Whispers of God

It’s the morning of Christmas Eve, and I’m the only one up.  Tears stream as I watch Godvine videos. When I have tears like this, there’s usually a deep truth to acknowledge.

IMG_1249On Godvine, I watched a skinny “Santa” giving coats, gloves, hugs, and bowls of soup to the homeless.  A  choir sings Christmas hymns in a mall, ending with O Holy Night and scores of shoppers kneeling before Mary, Joseph and Jesus as they walk into the gathered crowd. Even a pit bull puppy was in my teary-video mix. It seems this rambunctious dog has a compassionate gift. He spends days in a veterinary hospital and naturally snuggles with other animals who are suffering.

I can’t help but make comparisons. Jesus — do I have anything to offer? How can I share You with a hurting world? in my home? with my friends? in my city? Where do you want me, and how can I best reveal You? I feel inept, like I am letting You down, Jesus. Like I am missing my mark or wasting my life. I softly sob. I want to be different, like those on the videos. They share You through their lives, and people feel loved, encouraged, joyful. What is my gift, Jesus? How is it that I can share Your love? Share You, Jesus?

The following  quotes from writers much more eloquent than I pour into my soul this morning.

“You are most prepared for Christmas when you are done trying to make your performance into the gift — and instead revel in His *presence* as the Gift.” Ann Voskamp

John Wesley died with the words, “The best of all is, God is with us” on his tongue. These words could beat joy in our hearts on a night like this.”
IMG_2607Ann Voskamp “is a broken, weary sinner who joins a weary world rejoicing that Jesus is coming, that Love comes down —  that there is the deep relief that Christmas and Christ, our only hope, is coming and this the most glorious news that has ever really happened.”
My prayer: What is the answer, Jesus? I am painting and writing. I am sharing myself, and what you have done in me. In this casual blog writing, I don’t feel at my best. I’m better at a more formal and less vulnerable style. But I know, You are the gift, Jesus! It is not about me at all. Please help me to simply give.
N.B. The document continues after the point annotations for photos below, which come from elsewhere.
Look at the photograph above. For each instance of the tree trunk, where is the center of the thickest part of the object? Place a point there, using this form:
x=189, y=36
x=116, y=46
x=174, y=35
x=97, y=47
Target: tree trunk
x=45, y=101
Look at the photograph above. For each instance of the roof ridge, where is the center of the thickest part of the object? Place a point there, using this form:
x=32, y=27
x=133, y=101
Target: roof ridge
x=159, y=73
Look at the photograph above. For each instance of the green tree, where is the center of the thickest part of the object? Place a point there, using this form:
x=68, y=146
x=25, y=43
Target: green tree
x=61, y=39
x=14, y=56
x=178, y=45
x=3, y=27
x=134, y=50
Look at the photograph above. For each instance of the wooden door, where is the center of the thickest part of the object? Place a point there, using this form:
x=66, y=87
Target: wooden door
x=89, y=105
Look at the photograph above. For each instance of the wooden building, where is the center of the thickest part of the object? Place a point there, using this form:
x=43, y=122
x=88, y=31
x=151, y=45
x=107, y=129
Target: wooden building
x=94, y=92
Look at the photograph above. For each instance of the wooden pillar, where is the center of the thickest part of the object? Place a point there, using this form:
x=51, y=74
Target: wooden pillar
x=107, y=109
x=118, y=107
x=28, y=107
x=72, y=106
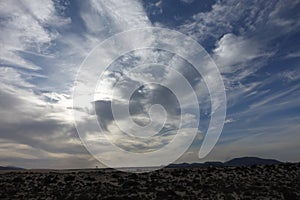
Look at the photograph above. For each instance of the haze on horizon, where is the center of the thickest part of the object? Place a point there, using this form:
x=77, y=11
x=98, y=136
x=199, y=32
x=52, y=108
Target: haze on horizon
x=255, y=44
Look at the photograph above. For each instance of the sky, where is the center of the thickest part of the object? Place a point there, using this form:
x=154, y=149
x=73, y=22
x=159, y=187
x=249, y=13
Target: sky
x=254, y=44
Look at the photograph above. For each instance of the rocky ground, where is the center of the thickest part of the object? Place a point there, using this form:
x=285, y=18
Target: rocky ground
x=256, y=182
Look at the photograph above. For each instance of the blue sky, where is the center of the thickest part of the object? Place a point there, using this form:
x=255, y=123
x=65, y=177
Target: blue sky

To follow you and your nudge to me. Help me to trust you.
We’re at the Christmas Eve service, singing “In the Bleak of Midwinter.” This line jumps off the page, “What can I give Him poor as I am? If I were a shepherd, I would bring a lamb; if I were a wise man, I would do my part; yet what can I give Him — give Him my heart.” There’s my answer — the one I knew all along, but so quickly forget.
IMG_2703It’s December the 26th, and God wants to be sure I heard Him. Today’s devotional added a final stamp to God’s Christmas message to me.  I can’t sing or dance. I’m not really remarkable at much. I’m a very ordinary person, with everyday type talents. Like the widow in Mark you could call me “impoverished” in the talents-that-encourage-and-move-people category. But I know and love Jesus, and He loves me. He is with me always. And that is all I need to do what He purposes for me. Now, if only I will remember.
Today’s devotional follows:

December 26, 2013

Quiet Devotion

By Michael Youssef, Ph.D.

In Mark, Jesus makes note of the actions of a simple widow:

[The Lord] sat down opposite the place where the offerings were put and watched the crowd putting their money into the temple treasury. Many rich people threw in large amounts. But a poor widow came and put in two very small copper coins, worth only a fraction of a penny.

Calling his disciples to him, Jesus said, “I tell you the truth, this poor widow has put more into the treasury than all the others. They all gave out of their wealth; but she, out of her poverty, put in everything—all she had to live on” (Mark 12:41-44).

While many people came to the temple, hoping to be seen and to make an offering that would bring awe and approval, this humble widow gave all she had to the Lord—seeking only to worship Him and to be found faithful in His eyes. She was not caught up in the trappings of her society. Nor did she wonder what others thought of her. Her only thought was to obey the Lord and to demonstrate her love for Him.

In fact, this woman probably knew that if the temple leaders saw her meager offering, they would scowl, but she knew God would bless her obedience and quiet devotion.

Is the attitude of your heart set on the Savior, or do you compare yourself to others and strive to do what appears right from the world’s perspective? God has a different grading scale. It is one of grace and infinite love. When the motivation of your heart is right, you will sense His good pleasure and blessing. All that you do will glorify Him, and He will guard your heart and mind with His mercy and grace.

Prayer: Lord, my purpose in this world is to love You with all my heart, mind, soul, and strength. You are worthy of my devotion. Continue to search my heart so that I will be only Yours. I pray in the name of Jesus. Amen.